Couple optional things that are relevant to this segment but they're more details
and their not things that you need to learn.
This is not very interesting but Java and C# are perfectly sound.
Right? The way their sub-typing and sub-classing
work, as long as you don't have explicit downcast which I'm not getting into here.
All work. Whenever you call a method m on some
expression, if that expression is not null then the receiving object actually has a
method m. It gets it right.
But various times when you're programming these languages you run into details where
you really think that you got it wrong. Here is one that I stumbled across a
couple of years ago and it's just because I did not know Java as well as I thought I
did. Let's say that superclass declares some
field, all right, it has type, some type. So you would think that if the sub-class
is going have that field, it would have to have the same type, because fields are
immutable, we know from dev sub-typing that you can't cant change it.
Well, it turns out, in Java, the superclass and the subclass both define a
field with the same name say, foo. Then you can do that.

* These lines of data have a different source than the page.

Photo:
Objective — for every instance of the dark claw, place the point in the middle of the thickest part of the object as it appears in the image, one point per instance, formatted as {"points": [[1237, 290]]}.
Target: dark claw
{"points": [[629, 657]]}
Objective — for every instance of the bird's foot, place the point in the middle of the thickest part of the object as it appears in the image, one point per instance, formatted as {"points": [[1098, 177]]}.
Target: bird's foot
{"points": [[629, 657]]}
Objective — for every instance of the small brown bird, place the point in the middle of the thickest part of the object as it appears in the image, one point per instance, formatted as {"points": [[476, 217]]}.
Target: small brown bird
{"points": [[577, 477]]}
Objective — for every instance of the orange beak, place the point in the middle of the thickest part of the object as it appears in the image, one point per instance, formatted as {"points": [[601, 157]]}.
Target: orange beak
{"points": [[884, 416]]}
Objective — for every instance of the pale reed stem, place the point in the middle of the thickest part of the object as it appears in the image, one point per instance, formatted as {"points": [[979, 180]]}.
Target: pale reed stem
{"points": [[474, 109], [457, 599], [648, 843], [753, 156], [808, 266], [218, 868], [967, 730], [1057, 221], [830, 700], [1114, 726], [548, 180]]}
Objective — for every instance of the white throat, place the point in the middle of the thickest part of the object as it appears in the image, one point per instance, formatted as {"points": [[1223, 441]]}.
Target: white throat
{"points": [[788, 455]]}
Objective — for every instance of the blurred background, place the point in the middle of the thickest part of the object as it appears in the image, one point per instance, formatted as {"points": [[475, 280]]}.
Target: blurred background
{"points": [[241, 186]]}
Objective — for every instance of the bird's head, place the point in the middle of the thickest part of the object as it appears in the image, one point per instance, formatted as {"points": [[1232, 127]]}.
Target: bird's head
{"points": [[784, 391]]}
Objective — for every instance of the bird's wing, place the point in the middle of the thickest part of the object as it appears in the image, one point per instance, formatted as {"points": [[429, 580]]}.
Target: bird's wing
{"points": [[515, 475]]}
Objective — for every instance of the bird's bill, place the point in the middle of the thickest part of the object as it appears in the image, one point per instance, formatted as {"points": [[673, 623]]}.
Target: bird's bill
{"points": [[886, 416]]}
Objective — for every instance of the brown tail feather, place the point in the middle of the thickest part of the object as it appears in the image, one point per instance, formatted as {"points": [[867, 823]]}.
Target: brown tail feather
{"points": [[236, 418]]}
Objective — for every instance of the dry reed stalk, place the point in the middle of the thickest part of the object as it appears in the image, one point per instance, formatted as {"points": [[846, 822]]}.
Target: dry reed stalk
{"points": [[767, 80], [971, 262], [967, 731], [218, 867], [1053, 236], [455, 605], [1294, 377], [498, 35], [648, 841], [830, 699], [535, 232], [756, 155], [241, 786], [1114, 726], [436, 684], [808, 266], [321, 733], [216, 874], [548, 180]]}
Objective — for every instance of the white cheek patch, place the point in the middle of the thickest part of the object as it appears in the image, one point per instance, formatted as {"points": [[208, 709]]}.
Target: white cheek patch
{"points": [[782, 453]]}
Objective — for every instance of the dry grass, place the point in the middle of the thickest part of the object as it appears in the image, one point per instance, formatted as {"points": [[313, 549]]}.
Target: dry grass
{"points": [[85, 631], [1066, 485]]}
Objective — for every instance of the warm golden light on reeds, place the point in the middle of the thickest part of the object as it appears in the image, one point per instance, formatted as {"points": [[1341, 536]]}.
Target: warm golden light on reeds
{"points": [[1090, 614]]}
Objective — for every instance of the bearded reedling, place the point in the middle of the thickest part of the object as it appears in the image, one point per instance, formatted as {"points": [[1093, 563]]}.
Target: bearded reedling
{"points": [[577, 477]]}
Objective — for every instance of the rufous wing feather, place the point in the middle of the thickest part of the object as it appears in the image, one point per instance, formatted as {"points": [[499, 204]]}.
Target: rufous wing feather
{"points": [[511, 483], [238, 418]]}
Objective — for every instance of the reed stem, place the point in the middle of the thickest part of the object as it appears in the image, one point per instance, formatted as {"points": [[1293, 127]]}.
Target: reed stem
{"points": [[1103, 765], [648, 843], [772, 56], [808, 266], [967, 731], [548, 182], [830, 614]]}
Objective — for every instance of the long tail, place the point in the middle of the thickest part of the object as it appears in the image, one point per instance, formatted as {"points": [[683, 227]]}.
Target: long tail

And the 2 declarations of the field can have totally different and unrelated
types. And it all goes through the type checker.
And everything seems to work fine. And I was really confused about this and
it turns what happens, Java decided that if you do that you just have 2 fields
named foo in the same object and the only question now is when you say foo, Which
field are you talking about? Right?
And what they decide is that, in the superclass.

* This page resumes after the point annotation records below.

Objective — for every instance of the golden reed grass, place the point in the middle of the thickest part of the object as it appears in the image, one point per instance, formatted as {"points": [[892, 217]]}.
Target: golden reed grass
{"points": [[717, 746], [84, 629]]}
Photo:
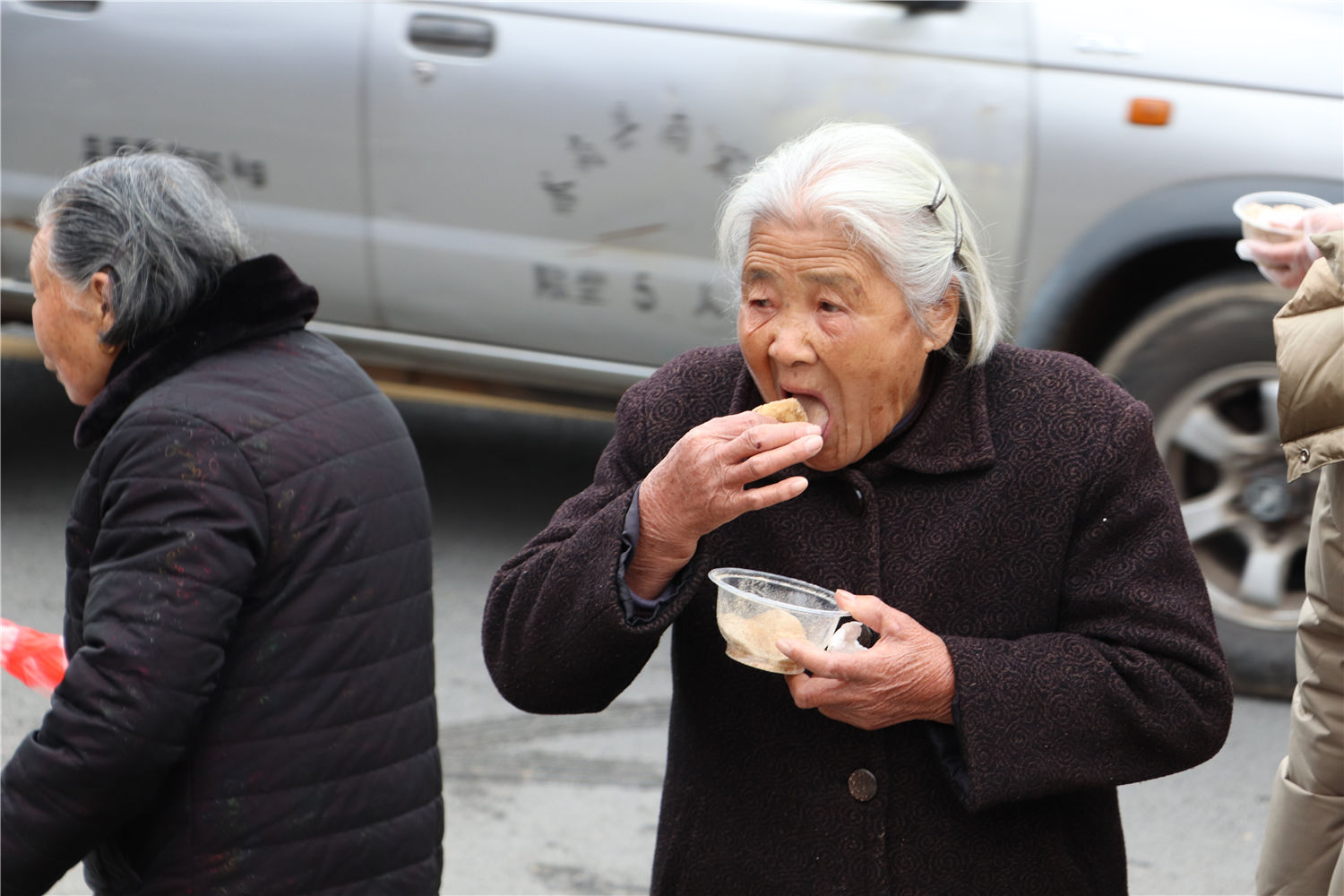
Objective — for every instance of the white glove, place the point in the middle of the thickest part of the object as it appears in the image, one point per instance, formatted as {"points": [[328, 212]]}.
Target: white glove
{"points": [[1285, 263]]}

You're talking about the one defined in the superclass.
And in the subclass, you're taking about the 1 defined in the subclass.
And there may be various ways to get at the other one if you really need to.
I'm not sure that there is, actually. But that resolved my confusion.
So I though that they were doing something unsound, but when your confused you don't
just keep trying things out, you go and get the language manual and you read about
what they're actually doing and, you know, the people who designed Java are fairly
smart and they would not do something that would break the soundness of their type
system even if occassionally. You used some feature you didn't realize
you were using, and you find it a little confusing.
That was optional topic number 1. This one, if you're still with me, you may
find more interesting, which is that "self", Ruby "self", or what Java and C#
and C++ call "this" is actually special. Yet, if you think of it as an argument,
and you very well might. Because when, back when we encoded OOP and
racquet remember how our functions took an extra argument that was self?
If you think of self as an argument to methods.
Then it's a very special argument, because it gets to be treated covariantly, even
though all the arguments like I spent the previous segment on, have to be
contravariant. So, there's an example here.
Suppose you have some class A with a method M Okay.
If class B, which is a subclass of A, overrides M.
In M, in the subclass, we get to know that self is a B.
We get to know down here in the bottom M that there's a field X and we can use it.
We can even return it. Okay.
That only works if self is covariant, that somehow self, if you think of it as an
argument, and the subclass gets to be a B even though in the superclass, we only
know it's an A. And that's actually covariance.
It's not contravariance, so is this unsound?
And it turns out it is not unsound because it's not a normal argument.
It's not something where callers of m can choose what object to pass.
They have to pass self. It has to be the entire object.
So whenever this bottom m is evaluated, we know that self will be an instance of b,
and so it's fine to assume that. Even though in the super class.
We did not know that. We only know that, in the sub-class.
And so that is our study in taking everything we learned about sub-typing in
a more careful and precise environment. And seeing how it actually explains a lot
of how type systems in object oriented languages.